Ultimately we know labor income growth will slow if for no other reason than job growth will slow due to the fact there are few people available for work who do not already have a job. To date we have seen labor income slow from double-digit growth rates during the reopening period to around 7 percent today (national figures are similar). And as job growth slows in a tight labor market, total income will as well, and back to something more consistent with historical periods and hopefully more consistent with 2 percent inflation.

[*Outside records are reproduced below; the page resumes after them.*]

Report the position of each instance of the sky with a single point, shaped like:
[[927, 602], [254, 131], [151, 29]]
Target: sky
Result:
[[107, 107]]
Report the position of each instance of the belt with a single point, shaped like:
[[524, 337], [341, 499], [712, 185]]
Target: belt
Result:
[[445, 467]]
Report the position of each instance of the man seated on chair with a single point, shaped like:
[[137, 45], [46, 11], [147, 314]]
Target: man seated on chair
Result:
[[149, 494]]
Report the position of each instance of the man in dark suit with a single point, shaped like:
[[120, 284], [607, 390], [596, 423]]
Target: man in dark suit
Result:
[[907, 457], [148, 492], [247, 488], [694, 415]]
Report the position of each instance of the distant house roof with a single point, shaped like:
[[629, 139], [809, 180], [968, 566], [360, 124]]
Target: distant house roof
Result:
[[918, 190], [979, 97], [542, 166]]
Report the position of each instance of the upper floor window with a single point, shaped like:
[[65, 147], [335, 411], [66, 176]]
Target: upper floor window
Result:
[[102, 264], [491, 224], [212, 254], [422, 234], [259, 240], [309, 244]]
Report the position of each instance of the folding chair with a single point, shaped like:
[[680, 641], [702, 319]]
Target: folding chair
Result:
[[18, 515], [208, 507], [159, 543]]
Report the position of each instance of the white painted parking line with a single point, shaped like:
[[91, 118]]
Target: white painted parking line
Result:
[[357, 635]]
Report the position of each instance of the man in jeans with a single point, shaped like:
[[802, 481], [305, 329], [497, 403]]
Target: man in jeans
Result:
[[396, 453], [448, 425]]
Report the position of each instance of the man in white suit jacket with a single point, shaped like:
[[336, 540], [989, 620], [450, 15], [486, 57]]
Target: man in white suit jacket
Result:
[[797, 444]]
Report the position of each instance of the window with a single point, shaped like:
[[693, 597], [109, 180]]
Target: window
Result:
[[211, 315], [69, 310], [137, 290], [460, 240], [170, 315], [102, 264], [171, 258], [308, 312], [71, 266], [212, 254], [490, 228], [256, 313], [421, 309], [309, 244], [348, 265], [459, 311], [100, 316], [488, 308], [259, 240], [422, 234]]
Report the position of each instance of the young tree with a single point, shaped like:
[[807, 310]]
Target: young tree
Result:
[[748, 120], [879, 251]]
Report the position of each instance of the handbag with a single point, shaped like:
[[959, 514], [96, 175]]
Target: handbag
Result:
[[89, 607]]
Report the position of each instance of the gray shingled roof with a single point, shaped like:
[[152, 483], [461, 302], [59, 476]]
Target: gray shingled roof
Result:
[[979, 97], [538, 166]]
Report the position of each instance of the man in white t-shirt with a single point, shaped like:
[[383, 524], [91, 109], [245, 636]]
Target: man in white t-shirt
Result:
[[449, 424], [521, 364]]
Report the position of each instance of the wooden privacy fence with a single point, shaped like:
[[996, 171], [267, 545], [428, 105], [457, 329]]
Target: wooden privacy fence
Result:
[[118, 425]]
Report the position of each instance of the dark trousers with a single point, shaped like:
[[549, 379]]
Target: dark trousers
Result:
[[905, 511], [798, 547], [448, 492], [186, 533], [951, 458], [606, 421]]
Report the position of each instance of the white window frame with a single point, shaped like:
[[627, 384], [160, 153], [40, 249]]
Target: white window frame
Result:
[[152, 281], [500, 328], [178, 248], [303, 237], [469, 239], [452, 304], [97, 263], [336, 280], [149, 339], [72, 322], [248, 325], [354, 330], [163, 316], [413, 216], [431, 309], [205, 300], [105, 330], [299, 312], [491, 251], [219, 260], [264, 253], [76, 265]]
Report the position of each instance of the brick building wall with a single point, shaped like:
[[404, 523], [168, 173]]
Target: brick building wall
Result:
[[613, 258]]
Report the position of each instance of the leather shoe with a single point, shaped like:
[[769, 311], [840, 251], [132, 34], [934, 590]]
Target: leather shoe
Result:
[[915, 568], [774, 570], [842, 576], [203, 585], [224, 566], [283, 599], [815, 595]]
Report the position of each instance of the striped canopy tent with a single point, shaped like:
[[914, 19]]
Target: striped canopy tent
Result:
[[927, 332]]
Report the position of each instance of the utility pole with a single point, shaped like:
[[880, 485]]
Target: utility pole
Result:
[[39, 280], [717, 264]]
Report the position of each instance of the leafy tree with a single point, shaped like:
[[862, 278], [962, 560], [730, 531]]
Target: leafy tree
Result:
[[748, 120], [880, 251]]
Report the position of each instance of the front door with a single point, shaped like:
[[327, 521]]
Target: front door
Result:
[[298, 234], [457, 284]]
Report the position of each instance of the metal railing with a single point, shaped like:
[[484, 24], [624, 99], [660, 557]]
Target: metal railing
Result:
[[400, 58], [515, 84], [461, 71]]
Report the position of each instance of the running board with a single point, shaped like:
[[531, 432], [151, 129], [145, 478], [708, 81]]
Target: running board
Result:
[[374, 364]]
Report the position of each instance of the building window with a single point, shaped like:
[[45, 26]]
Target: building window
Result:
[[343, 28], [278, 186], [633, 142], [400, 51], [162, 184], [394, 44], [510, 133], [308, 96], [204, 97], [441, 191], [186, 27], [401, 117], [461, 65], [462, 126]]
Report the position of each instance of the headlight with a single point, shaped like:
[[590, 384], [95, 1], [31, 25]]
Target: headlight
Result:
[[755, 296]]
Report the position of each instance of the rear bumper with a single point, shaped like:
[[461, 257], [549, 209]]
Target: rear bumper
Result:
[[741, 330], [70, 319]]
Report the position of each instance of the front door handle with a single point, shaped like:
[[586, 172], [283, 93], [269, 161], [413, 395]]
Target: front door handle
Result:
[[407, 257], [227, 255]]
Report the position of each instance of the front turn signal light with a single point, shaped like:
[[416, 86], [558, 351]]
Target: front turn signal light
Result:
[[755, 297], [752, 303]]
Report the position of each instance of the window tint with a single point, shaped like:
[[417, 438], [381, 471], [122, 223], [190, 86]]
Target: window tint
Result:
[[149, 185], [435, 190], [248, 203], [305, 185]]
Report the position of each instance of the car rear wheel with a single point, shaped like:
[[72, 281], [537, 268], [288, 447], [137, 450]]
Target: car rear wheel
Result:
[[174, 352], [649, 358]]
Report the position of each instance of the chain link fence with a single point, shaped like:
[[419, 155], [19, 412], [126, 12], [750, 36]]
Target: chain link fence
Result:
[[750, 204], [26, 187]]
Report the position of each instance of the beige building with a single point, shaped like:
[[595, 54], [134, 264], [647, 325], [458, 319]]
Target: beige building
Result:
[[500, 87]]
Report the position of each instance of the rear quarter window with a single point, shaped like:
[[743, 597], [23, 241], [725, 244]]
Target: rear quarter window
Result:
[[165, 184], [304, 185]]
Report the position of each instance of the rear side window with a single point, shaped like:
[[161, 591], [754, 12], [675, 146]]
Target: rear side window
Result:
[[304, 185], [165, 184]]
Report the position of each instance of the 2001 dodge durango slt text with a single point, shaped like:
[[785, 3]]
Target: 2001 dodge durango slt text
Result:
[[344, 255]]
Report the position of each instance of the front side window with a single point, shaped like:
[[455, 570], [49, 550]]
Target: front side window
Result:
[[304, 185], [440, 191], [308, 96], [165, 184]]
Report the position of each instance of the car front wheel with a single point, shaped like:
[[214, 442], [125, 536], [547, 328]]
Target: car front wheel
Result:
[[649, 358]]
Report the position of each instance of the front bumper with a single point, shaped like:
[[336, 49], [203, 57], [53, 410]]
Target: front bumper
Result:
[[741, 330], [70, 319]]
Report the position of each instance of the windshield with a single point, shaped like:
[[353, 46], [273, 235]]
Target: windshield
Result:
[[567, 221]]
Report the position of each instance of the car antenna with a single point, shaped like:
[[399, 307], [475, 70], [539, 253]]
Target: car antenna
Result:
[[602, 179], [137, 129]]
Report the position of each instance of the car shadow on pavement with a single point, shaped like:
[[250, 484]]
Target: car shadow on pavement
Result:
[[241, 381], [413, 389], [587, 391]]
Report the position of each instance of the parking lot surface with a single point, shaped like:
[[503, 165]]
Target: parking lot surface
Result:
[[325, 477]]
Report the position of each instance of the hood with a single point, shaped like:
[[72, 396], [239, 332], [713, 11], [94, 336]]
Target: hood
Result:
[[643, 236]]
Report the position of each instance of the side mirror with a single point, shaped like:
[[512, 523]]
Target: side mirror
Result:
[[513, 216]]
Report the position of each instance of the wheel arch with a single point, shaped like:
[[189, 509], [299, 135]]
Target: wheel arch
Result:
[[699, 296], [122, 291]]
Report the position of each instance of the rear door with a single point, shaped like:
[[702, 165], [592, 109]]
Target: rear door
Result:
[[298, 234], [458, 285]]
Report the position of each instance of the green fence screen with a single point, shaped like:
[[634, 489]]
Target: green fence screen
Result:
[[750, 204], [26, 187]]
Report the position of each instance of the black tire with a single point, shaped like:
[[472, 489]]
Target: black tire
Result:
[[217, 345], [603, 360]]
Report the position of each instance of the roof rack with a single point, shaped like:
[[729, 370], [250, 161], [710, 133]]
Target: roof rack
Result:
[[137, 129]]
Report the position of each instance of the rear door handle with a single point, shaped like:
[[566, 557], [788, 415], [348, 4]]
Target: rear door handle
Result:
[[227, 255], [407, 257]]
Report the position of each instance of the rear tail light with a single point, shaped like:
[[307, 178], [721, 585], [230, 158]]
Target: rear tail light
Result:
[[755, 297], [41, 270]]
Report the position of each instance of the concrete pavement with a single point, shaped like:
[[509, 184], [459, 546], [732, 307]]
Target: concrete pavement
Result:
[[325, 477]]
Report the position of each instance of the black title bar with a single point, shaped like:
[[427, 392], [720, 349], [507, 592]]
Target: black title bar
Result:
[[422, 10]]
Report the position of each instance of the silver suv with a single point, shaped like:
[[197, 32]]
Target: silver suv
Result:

Note that in this forecast this still occurs even if per worker wage growth remains stronger, because job gains will taper to sub-1%. It is important to keep in mind Oregon’s potential labor force is also increasing at sub-1% rates due to the slowdown in population growth and the underlying demographics and increased retirements as the Baby Boomers age into their 60s and 70s.

Now, recent wage gains per worker are showing mixed signals. Average wages as defined as total wages divided by employment have slowed, and Oregon withholding revenues have slowed even more. On the other hand, Oregon’s average hourly earnings measure hasn’t slowed at all really and continues to boom. Even so, the closely watched measure of the national Employment Cost Index fits somewhere in the middle where the increases have slowed a little bit, they are off their peak, but still faster last quarter than anything experienced last decade.

Bottom Line: The Fed is in a tough spot. Not just due to the possible banking concerns, but due to the still hot inflation data. As opposed to the hard or soft landing, to date the economy has shown more of a no landing pattern. Nominal growth continues to be quite strong. From that perspective the Fed clearly has more work to do. We shall see how they try to balance the near-term risks with the longer-term policy goals of maximum employment and price stability.